Alors que Podness émergeait, il vit aussi Mercœur revenant de l’aile arrière après une courte toilette. Ce dernier le salua d’un grand sourire et en s’inclinant un peu trop bas pour être sincère :
- Mon petit monsieur, je vous souhaite le bonjour. Vous avez manifestement dormi comme un loir, et je m’en réjouis pour vous. J’aimerais avoir la même qualité de sommeil.
Le barde déposa quelques affaires dans son paquetage (à trois matelas de là), puis :
- On dirait que la concurrence se fait mince, commenta-t-il avec un regard sur les autres couches. À moins qu’ils n’aient voyagé léger ? Bah… On ne va pas s’en plaindre, n’est-ce pas ? À plus tard, mon cher. Je m’en vais quérir l’inspiration à l’extérieur, où l’air est moins vicié qu’ici, ajouta-t-il avec une grimace et un léger coup d’œil vers le lecteur aux cheveux hirsutes (qui ne s’en aperçut pas).
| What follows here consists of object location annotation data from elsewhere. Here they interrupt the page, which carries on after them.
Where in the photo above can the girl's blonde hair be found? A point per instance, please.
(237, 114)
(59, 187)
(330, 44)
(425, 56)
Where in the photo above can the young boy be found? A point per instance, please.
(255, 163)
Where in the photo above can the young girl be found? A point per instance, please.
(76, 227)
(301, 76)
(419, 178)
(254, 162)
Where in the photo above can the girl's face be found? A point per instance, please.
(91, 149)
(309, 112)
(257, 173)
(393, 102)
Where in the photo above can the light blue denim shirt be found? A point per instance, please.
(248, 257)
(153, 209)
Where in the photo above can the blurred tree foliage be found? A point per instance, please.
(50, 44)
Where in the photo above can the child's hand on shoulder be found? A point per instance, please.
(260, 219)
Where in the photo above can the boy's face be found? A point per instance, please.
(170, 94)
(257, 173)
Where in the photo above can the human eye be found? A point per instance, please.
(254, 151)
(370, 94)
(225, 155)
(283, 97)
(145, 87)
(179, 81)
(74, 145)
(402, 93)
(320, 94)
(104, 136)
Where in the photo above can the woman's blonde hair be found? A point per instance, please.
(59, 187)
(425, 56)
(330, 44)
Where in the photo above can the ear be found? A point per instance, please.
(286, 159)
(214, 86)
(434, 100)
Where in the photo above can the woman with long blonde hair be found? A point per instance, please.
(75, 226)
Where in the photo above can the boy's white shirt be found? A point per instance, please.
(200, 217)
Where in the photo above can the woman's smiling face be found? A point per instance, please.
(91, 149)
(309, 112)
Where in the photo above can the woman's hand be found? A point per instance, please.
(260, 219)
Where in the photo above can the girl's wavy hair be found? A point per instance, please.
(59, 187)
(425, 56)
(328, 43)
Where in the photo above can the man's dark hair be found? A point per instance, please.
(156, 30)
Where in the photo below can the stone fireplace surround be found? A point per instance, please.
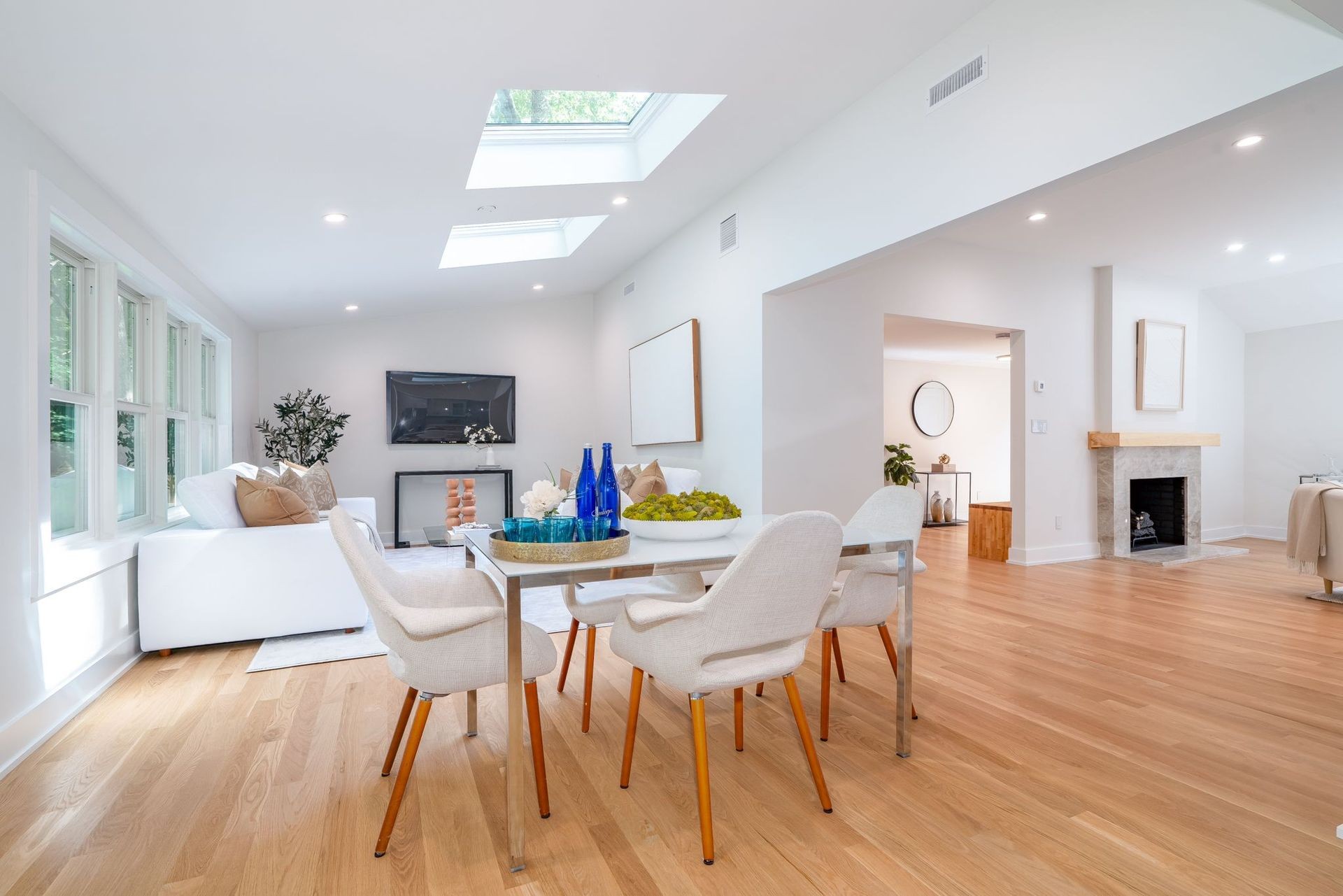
(1118, 464)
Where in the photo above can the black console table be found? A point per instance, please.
(461, 474)
(955, 477)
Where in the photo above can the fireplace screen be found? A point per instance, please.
(1157, 509)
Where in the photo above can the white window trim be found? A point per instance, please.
(58, 563)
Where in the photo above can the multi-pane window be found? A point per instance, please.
(70, 399)
(134, 462)
(132, 399)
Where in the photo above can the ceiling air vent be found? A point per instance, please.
(959, 81)
(727, 234)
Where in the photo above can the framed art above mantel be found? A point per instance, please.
(665, 387)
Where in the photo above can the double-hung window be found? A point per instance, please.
(71, 398)
(134, 405)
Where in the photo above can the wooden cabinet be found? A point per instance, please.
(990, 529)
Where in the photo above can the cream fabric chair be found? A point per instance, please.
(865, 589)
(445, 633)
(754, 624)
(601, 602)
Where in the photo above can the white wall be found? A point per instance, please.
(1223, 408)
(1084, 73)
(55, 653)
(1293, 414)
(979, 439)
(547, 344)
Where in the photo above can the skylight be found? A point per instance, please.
(563, 108)
(516, 241)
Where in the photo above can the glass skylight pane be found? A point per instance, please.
(566, 106)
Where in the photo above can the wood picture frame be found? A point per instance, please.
(665, 395)
(1160, 366)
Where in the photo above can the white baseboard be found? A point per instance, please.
(1224, 534)
(38, 725)
(1058, 554)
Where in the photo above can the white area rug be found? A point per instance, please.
(543, 608)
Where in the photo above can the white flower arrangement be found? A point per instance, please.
(543, 500)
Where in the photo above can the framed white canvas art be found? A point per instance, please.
(1160, 366)
(665, 387)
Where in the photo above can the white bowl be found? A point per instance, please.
(678, 531)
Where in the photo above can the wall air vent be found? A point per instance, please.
(959, 81)
(728, 234)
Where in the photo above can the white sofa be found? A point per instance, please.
(217, 585)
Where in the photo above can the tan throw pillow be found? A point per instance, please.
(651, 481)
(626, 474)
(265, 504)
(318, 484)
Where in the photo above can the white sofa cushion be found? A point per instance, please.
(211, 499)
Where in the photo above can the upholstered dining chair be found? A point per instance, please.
(445, 633)
(865, 589)
(753, 624)
(599, 604)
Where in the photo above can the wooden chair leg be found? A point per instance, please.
(739, 719)
(630, 725)
(702, 776)
(534, 723)
(569, 652)
(401, 730)
(807, 747)
(403, 774)
(588, 677)
(826, 643)
(895, 662)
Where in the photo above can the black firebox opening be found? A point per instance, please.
(1157, 508)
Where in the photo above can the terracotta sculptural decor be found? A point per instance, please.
(453, 516)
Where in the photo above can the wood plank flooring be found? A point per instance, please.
(1100, 727)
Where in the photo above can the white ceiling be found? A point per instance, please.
(918, 339)
(1173, 208)
(232, 128)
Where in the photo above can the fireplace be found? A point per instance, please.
(1157, 511)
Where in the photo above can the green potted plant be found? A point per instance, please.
(900, 467)
(305, 430)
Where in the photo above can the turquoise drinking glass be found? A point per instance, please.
(520, 528)
(557, 529)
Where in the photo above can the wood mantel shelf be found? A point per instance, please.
(1153, 439)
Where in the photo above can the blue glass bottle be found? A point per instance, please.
(607, 490)
(585, 490)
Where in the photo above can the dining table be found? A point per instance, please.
(648, 557)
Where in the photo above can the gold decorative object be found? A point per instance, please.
(559, 553)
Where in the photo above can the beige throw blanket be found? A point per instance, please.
(1306, 527)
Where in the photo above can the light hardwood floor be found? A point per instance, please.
(1099, 727)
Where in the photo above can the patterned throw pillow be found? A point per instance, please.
(626, 474)
(318, 484)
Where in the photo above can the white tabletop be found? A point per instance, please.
(653, 553)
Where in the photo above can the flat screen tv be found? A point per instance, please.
(436, 408)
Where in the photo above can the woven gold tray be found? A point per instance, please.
(559, 553)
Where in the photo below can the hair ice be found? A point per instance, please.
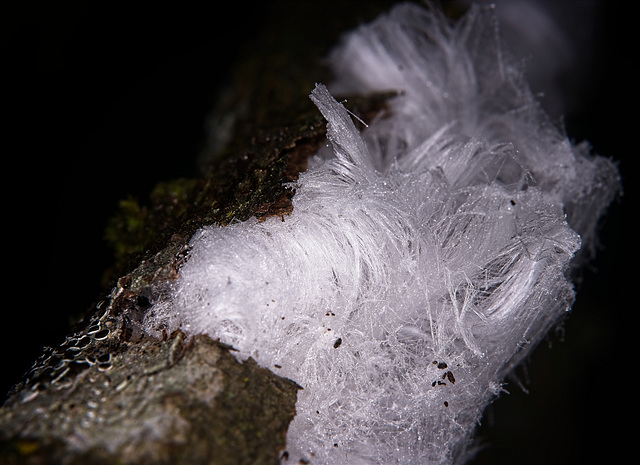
(440, 236)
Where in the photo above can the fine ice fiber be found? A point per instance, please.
(425, 257)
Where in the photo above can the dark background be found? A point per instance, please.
(103, 100)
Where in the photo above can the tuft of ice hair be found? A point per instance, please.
(442, 235)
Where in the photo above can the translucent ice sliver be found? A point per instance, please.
(424, 257)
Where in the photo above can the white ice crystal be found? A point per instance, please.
(423, 258)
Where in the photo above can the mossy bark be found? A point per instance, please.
(111, 394)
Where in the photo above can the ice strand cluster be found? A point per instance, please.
(424, 258)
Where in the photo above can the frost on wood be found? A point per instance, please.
(424, 258)
(109, 396)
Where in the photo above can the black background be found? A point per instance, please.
(102, 100)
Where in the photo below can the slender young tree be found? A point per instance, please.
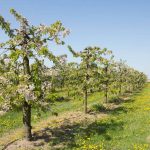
(28, 43)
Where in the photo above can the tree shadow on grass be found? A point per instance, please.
(66, 134)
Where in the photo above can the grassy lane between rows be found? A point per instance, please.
(126, 127)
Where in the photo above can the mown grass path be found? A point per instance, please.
(127, 127)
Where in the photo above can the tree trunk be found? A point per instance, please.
(85, 101)
(27, 120)
(106, 94)
(26, 105)
(120, 89)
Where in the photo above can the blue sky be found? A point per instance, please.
(122, 26)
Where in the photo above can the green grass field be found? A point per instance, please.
(124, 128)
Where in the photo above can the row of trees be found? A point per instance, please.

Podness ne comprit ce qu’il voulait dire qu’une fois Mercoeur sorti : certains des lits, hier occupés, étaient non seulement vides de dormeurs, mais aussi de l’intégralité de leurs affaires. Malles, sacs, accessoires, tout avait disparu. Seuls les draps et couverture en bazar indiquaient qu’une personne y avait dormi la veille.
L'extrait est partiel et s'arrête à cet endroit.